J'apprends que cette petite maison sert à dormir (à bon ?) et qu'il y a derrière les rideaux qui servent de mur une salle remplie de gens qui dorment entassés les uns sur les autres. C'est à ce moment là où j'ai pris la décision la plus conne de la soirée : "Tiens, et si au lieu de dormir un peu, je restais à me faire chier dans cette petite pièce à peine chauffée ? Bah oui, parce que il faudrait pas que je rate les autres quand ils vont redescendre et passer me chercher." 


Dimanche 4h30

Vincent :  Le soleil commence à se lever alors que nous sommes encore assez loin du sommet. Mais nous sommes complétement enveloppés par le nuage, et tout au plus voit-on le ciel passer du noir au gris sombre. Gros échec. 
Alex, la fille du MIT nous avait miraculeusement rattrapé, et avait l'air bien sereine comparée à mes compagnons d'infortune. La concentration de japonais sur le chemin atteignait alors le seuil critique, et nous ne progressions plus que par à-coups. Je me faisais peu à peu distancer par Paul et Victor, même si je continuais à apercevoir la tête de Victor dépasser de la foule des randonneurs, quelques 30 mètres devant moi.


Paul : En moins d'une heure, j'étais littéralement trempé. J'étais habillé de deux T-shirts, une pull et une grosse polaire, avec un troisième T-shirt autour du cou pour pour avoir une sorte d'écharpe. Mais tout fut rapidement imbibé. C'est également vers ce moment là que nous avons perdu Vincent et Adrien.

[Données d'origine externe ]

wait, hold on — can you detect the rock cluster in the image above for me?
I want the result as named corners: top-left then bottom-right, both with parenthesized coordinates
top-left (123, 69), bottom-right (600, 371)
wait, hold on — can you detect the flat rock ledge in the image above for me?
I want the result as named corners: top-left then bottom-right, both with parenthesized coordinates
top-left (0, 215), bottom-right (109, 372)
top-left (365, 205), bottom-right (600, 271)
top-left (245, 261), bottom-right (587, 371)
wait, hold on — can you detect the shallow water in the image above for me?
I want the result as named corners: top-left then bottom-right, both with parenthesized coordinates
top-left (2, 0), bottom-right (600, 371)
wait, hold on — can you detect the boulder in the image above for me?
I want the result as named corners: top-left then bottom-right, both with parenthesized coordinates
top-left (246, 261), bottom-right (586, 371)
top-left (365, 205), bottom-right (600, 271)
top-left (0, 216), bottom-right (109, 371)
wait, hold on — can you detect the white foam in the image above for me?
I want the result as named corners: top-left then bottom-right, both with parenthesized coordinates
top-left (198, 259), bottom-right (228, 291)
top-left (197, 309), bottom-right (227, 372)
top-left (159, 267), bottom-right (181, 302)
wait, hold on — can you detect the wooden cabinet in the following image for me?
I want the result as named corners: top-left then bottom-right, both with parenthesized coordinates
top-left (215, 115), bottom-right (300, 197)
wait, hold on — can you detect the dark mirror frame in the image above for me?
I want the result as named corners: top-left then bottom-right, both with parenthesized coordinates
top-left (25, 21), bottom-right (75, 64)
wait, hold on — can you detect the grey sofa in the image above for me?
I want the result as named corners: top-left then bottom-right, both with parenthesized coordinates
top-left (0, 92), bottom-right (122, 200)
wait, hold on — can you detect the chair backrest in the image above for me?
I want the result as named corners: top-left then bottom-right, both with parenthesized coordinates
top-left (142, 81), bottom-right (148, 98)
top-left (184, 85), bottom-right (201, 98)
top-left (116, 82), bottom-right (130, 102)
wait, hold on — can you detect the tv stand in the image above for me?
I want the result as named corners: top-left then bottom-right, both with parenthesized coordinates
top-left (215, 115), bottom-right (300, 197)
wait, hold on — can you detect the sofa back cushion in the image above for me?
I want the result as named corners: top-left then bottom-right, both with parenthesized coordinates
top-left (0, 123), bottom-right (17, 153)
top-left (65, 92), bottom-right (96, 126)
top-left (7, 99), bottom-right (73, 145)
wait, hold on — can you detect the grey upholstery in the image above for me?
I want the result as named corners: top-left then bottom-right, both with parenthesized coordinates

Nous étions à 900m du sommet. La foule était désormais bloquée. La queue-leu-leu ressemblait à celle d'une attraction de Disneyland un week-end d'été. Le vent était plus fort que jamais, menaçant de vous déstabiliser à tout moment, et vous empêchant de vous réchauffer. La pluie s'assurait que toute chaleur produite était évacuée vers l'extérieur, tandis que la foule, en limitant les mouvement, interdisait toute tentative de produire cette chaleur. J'ai donc commencé à avoir froid. Très froid. Victor était dans un état similaire au mien, malgré son imperméable. Tremblant et grelottant, nous avons donc poursuivi notre ascension.  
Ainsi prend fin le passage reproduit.